Still wanting so badly to go to college, Asbury stayed with me. I contacted the school for a chance to visit. The week of my vacation, I stayed in the dorm and attended classes. As I sat outside one of the Dean's offices, Dr. Eddy (who has long since passed away), a paper airplane flew out of his office hitting his secretary in the head. She just said, "Don't worry. He does this all of the time." Dr. Eddy was a much older man, but had the heart of a teen." I knew then I wanted to go to Asbury. I explained to him I would have to pay the entire cost myself. He said the same thing, "IF you really want to go, there is always a way."

In January, I boarded a Greyhound bus with $50 in my pocket. I had been approved for basic grants, scholarships, a loan, and work study. But at the end of the quarter, I still had 10% left to be paid. When I went into the Financial aid office, all I could think of was it would be my last quarter. The lady said, "Don't worry. Your bill is paid. You have a secret benefactor. In fact, your bill will be paid off at the end of every quarter. Just keep doing what you are doing."
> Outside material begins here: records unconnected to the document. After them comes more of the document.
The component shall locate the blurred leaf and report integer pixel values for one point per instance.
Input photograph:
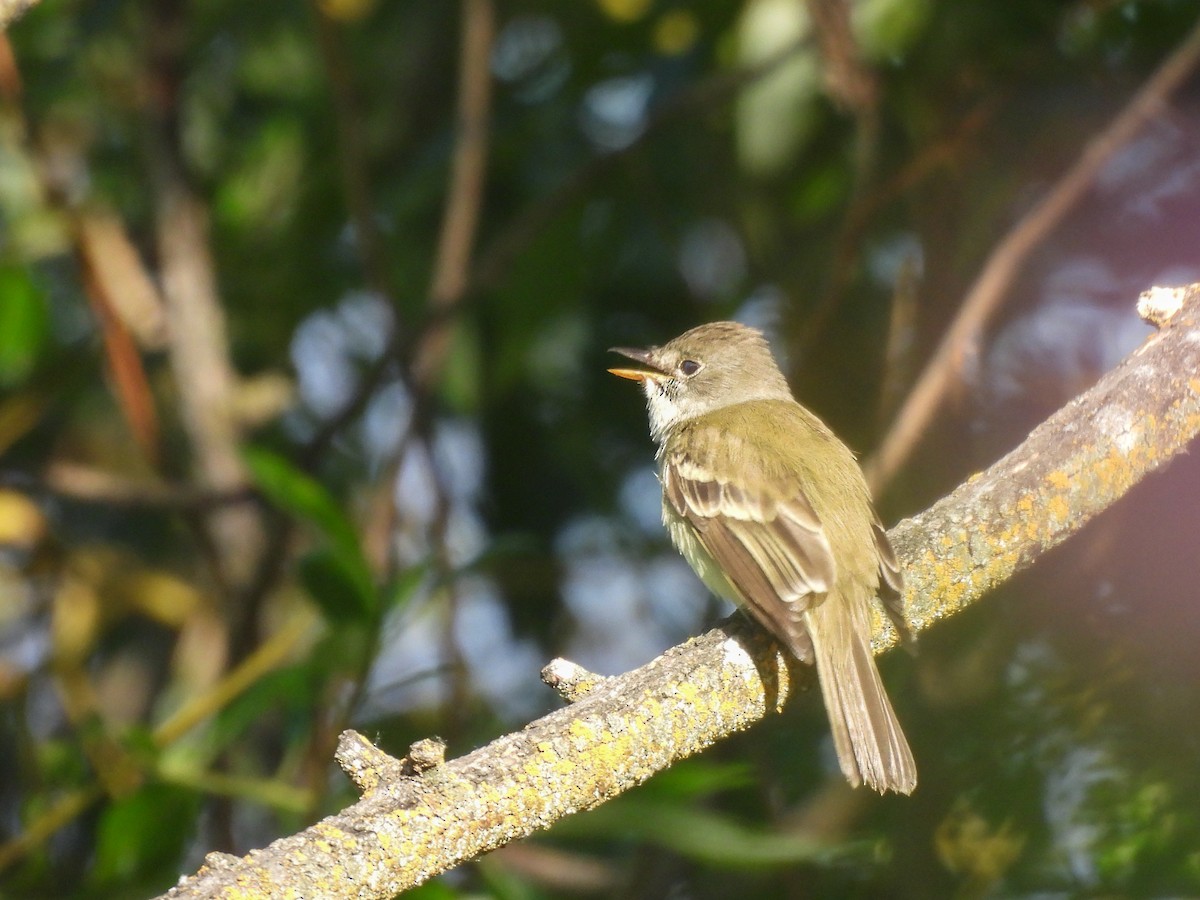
(143, 833)
(23, 324)
(705, 835)
(775, 113)
(337, 587)
(342, 570)
(885, 29)
(405, 585)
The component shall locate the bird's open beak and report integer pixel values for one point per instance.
(636, 375)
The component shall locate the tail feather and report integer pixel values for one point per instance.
(870, 744)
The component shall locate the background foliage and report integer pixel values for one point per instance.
(421, 485)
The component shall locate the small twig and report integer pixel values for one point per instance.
(1006, 259)
(460, 222)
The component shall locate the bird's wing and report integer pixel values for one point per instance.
(768, 540)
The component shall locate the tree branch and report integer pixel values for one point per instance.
(1006, 261)
(420, 816)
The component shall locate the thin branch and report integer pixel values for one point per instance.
(421, 816)
(496, 257)
(1006, 261)
(465, 198)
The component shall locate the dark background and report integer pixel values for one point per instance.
(420, 545)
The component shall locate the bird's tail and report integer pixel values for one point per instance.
(867, 735)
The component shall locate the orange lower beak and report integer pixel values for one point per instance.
(634, 375)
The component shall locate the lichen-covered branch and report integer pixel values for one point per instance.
(420, 815)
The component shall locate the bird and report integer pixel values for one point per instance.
(773, 513)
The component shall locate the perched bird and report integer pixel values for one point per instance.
(773, 513)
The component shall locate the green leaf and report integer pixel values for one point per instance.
(337, 587)
(341, 567)
(23, 324)
(405, 586)
(705, 835)
(143, 833)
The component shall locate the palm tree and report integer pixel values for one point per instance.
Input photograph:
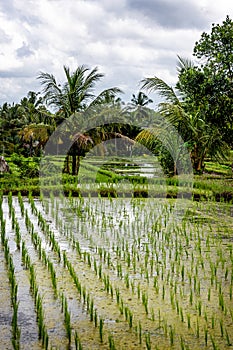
(140, 99)
(200, 137)
(76, 94)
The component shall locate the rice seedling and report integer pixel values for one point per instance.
(148, 341)
(101, 326)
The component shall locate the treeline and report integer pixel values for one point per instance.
(199, 107)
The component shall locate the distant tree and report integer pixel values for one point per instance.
(200, 136)
(140, 99)
(208, 86)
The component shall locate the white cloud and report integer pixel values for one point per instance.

God always provided the finances to Asbury. I worked my butt off to get there, stay there, and get those grades. In the end, the years at Asbury were the best years of my life. I didn't have a loving home. At Asbury I found friends who became family, some I still talk to on a daily basis by phone. I remember coming back at the beginning of each quarter after being picked up at the bus station. When I reached the Y, it felt as though we drove underneath the bubble that protected us from the world into the one place God's presence was always found. I remember tears swelling up every time I came home to Wilmore.

The PAIN!

Rain is a PAIN!! For anyone suffering with systemic lupus, I'm sure you know how painful it is when rain sets in. My fingers have swollen so badly that I know this will be a short post. 

This morning I ventured out with Shawnee to the library in Nicholasville. When we arrived back home, I was wiped out. Sad when a disease like this can rob you of strength and life. When I awoke, the rain had already started to set in. 

Being sick also limits my ability to get out and be sociable. Makes for a lonely life. Hard to explain that to someone who hasn't been in those shoes before. Sandy understood because she was with me at the beginning of this stupid illness. I miss her so much. It has been so hard not having her stop by. It scares me to think, "what will I do if I reach the point of needing help??" 

I trust God. He brought me this far. He has always provided every step of the way for my life. He will always be there.